Se em 1997, alguém tivesse dito que a Netflix seria uma gigante no mercado de filmes e séries de televisão via streaming, acredito que muitos de nós, se não a maioria daríamos muitas risadas. Com o fim das locadoras, a empresa se tornou quase que item essencial nas contas do mês, com uma assinatura que cabe em todos os bolsos conquista cada vez mais “fãs” por apresentar um serviço de qualidade e sua irreverência na comunicação.

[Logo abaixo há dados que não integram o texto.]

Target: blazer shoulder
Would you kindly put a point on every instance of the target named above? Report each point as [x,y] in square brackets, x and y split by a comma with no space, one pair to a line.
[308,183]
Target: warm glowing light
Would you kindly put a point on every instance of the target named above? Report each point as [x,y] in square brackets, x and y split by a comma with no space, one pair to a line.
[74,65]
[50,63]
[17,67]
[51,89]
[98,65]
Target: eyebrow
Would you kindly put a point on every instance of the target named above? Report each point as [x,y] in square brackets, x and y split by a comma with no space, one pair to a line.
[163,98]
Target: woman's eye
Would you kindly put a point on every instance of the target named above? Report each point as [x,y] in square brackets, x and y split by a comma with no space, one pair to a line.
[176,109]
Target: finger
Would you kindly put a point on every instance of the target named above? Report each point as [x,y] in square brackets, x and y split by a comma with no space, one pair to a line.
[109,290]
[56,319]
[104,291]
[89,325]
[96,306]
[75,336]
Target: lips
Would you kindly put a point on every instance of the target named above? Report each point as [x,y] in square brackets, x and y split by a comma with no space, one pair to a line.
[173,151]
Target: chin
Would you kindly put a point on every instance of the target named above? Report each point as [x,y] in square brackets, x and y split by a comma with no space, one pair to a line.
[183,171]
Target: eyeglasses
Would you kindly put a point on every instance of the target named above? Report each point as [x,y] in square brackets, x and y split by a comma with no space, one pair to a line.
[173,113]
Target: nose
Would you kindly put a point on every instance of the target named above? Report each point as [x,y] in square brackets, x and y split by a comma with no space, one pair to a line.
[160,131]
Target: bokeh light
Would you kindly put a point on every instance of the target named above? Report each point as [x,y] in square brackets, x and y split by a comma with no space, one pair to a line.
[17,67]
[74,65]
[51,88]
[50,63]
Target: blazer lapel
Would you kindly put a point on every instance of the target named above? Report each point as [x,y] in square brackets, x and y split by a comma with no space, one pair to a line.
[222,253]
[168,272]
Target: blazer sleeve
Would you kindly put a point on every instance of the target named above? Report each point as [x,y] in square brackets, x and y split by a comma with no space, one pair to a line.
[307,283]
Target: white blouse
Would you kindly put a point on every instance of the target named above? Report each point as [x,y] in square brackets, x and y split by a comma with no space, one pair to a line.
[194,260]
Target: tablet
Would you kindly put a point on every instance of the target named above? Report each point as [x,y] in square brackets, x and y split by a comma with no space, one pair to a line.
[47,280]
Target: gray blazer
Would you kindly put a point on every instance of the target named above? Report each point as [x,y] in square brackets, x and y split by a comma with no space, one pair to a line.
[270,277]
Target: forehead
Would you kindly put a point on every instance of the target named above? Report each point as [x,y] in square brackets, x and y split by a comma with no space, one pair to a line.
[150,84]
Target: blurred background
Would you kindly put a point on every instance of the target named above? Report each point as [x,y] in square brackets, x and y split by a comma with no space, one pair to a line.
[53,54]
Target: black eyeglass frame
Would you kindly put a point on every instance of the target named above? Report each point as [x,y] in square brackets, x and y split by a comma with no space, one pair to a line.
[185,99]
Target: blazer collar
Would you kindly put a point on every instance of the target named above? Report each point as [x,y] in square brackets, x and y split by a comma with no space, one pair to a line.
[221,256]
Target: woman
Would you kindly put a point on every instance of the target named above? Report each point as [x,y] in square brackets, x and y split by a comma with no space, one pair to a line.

Há algum tempo atrás, as redes sociais foram tomadas por uma estranha “La Casa de Papel” série espanhola, criada por Álex Pina para as redes de televisão Antenas 3, que foi adicionada internacionalmente ao catálogo da Netflix em dezembro de 2017 com uma edição e quantidade de episódios diferentes – a 2° temporada lançada no último dia 06 de abril é na verdade a segunda parte da primeira temporada que provavelmente foi dividida de maneira muito estratégica, inclusive a Netflix foi brilhante na comunicação da estreia da 2° temporada “trollando” as pessoas que não conseguiram esperar o grande dia e acabaram assistindo ao final da trama antes do grande lançamento, com uma campanha intitulada como: “Eu escolhi esperar”, protagonizada pela queridíssima Sandy, fazendo uma alusão sensacional à ingenuidade que a moça carregou durante muitos anos. Estrelada por Úrsula Coberó (Tókyo), Alba Flores (Nairóbi), Álvaro Morte (Él Profesor) e grande elenco a série foi aclamada pela crítica e concorreu à diversos prêmios na Espanha, ganhando inclusive o troféu de Melhor Direção no Festival da Série MIM ano passado, entre outros.

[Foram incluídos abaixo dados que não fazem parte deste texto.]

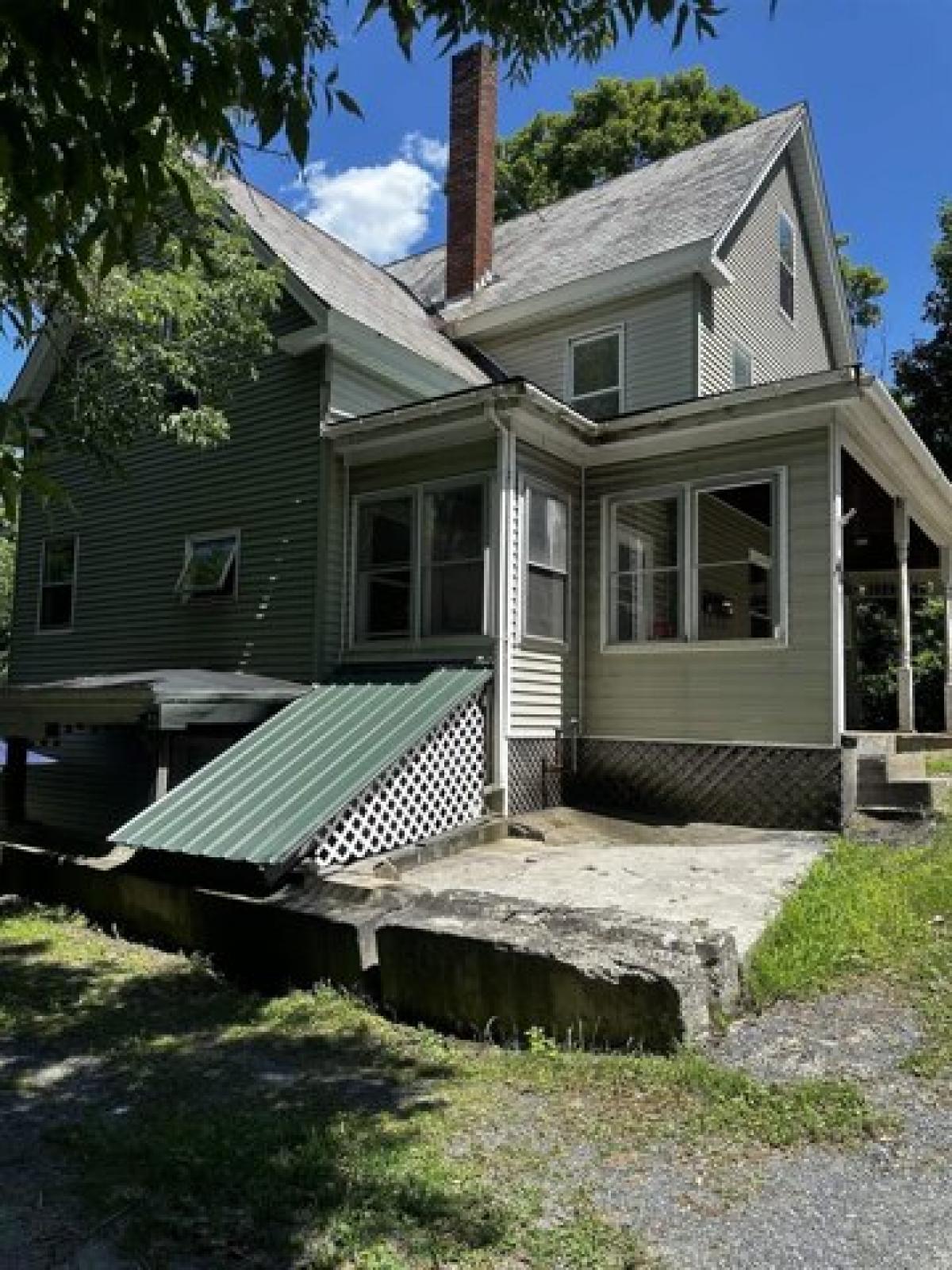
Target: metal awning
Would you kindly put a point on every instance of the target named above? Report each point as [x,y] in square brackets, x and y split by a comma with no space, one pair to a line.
[162,698]
[264,799]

Apesar de ter resistido o suficiente, inicialmente, antes de cair nas graças de La Casa de Papel preciso confessar que assim que assisti o primeiro episódio fiquei totalmente “vendida”, eles me ganharam assim como conquistaram milhares de fãs e “seguidores” logo na primeira “tacada”, no Carnaval o macacão vermelho e a máscara de Dalí foram hits incontestáveis, no entanto o que me levou a escrever sobre a série foram duas questões muito latentes para mim durante a série inteira. A primeira questão é sobre os codinomes escolhidos para cada ladrão…

CODINOME: CIDADE

A série que é ambientada na Espanha, mais especificamente em Madri conta a trajetória de oito ladrões que encabeçados pelo Professor planejam “assaltar” ou melhor, fabricar seu próprio dinheiro na Casa da Moeda da Espanha, um plano que foi meticulosamente articulado para não abrir brechas para falhas, era tudo muito simples: entrar, ganhar tempo, imprimir dinheiro e não machucar ninguém, essas eram as principais regras.

Para que o plano desse certo o Professor precisava que seus companheiros não criassem nenhum tipo de vínculo afetivo, muito menos romântico, e qual a melhor forma de deixar alguém do lado de fora da sua vida? O mais distante possível? “Roubando” sua identidade para que nem se o outro quisesse muito conseguiria descobrir quem é você, assim o Professor ordenou que os comparsas escolhessem codinomes que os identificassem e sob hipótese nenhuma seus verdadeiros nomes poderiam ser revelados, assim surgiram: Tókyo, Nairóbi, Moscou, Denver, Berlim, Rio, Henlsinque e Oslo.

Tókyo – feita de amor e caos

Interpretada por Úrsula Coberó, a história começa com Tókyo – antes até de conquistar esse codinome – narrando o que a levou até ao grande assalto. Tókyo é uma mulher forte e inconsequente que vive perigosamente há tempos, sem perspectiva e sem esperança encontra no Professor a sua “grande chance” de uma vida menos “ferrada”, mas a jovem é um imã de dramas dignos de novelas mexicanas e conquista a todos por sua irreverência. É o tipo de personagem que ou você ama ou você odeia.

Semelhanças com a Cidade

Assim como a Cidade, Tókyo é vibrante, moderna e têm costumes interessantes que podem surpreender as pessoas à sua volta a todo momento. Previsibilidade não é o seu forte, porém apesar de ter o seu lado irreverente bem aparente no fundo conserva um tradicionalismo caricato.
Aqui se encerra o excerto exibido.